Louis was feeling sick to his stomach. He had drunk too much beer too fast. Pretty soon it was all going to come up on him. The heavy, loaded feeling in his stomach told him it would be coming up soon.

“Well, there wasn’t much else we could do. We got ready to go.

Hannibal says, ‘Bill, God help you.’

“Bill says, ‘God never helped me. I helped myself.’

“That was when Timmy walked over to us. He even walked

wrong, Louis. He walked like an old, old man. He’d put one foot high up and then bring it down and then kind of shuffle and then lift the other one. It was like watchin a crab walk. His hands dangled down by his legs. And when he got close enough, you could see red marks across his face on the slant, like pimples or little burns. I reckon that’s where the Kraut machine gun got him.

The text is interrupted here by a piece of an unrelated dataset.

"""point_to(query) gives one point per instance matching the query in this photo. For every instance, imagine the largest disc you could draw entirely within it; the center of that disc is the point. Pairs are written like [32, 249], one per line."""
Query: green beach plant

Must have damn near blowed his head off.

“And he stank of the grave. It was a black smell, like everything inside him was just lying there, spoiled. I saw Alan Purinton put a hand up to cover his nose and mouth. The stench was just awful.

You almost expected to see grave maggots squirming around in his hair—”

“Stop,” Louis said hoarsely. “I’ve heard enough.”

“You ain’t,” Jud said. He spoke with haggard earnestness. “That’s it, you ain’t. And I can’t even make it as bad as it was. Nobody could understand how bad it was unless they was there. He was dead, Louis. But he was alive too. And he. . . he. . . he knew things.”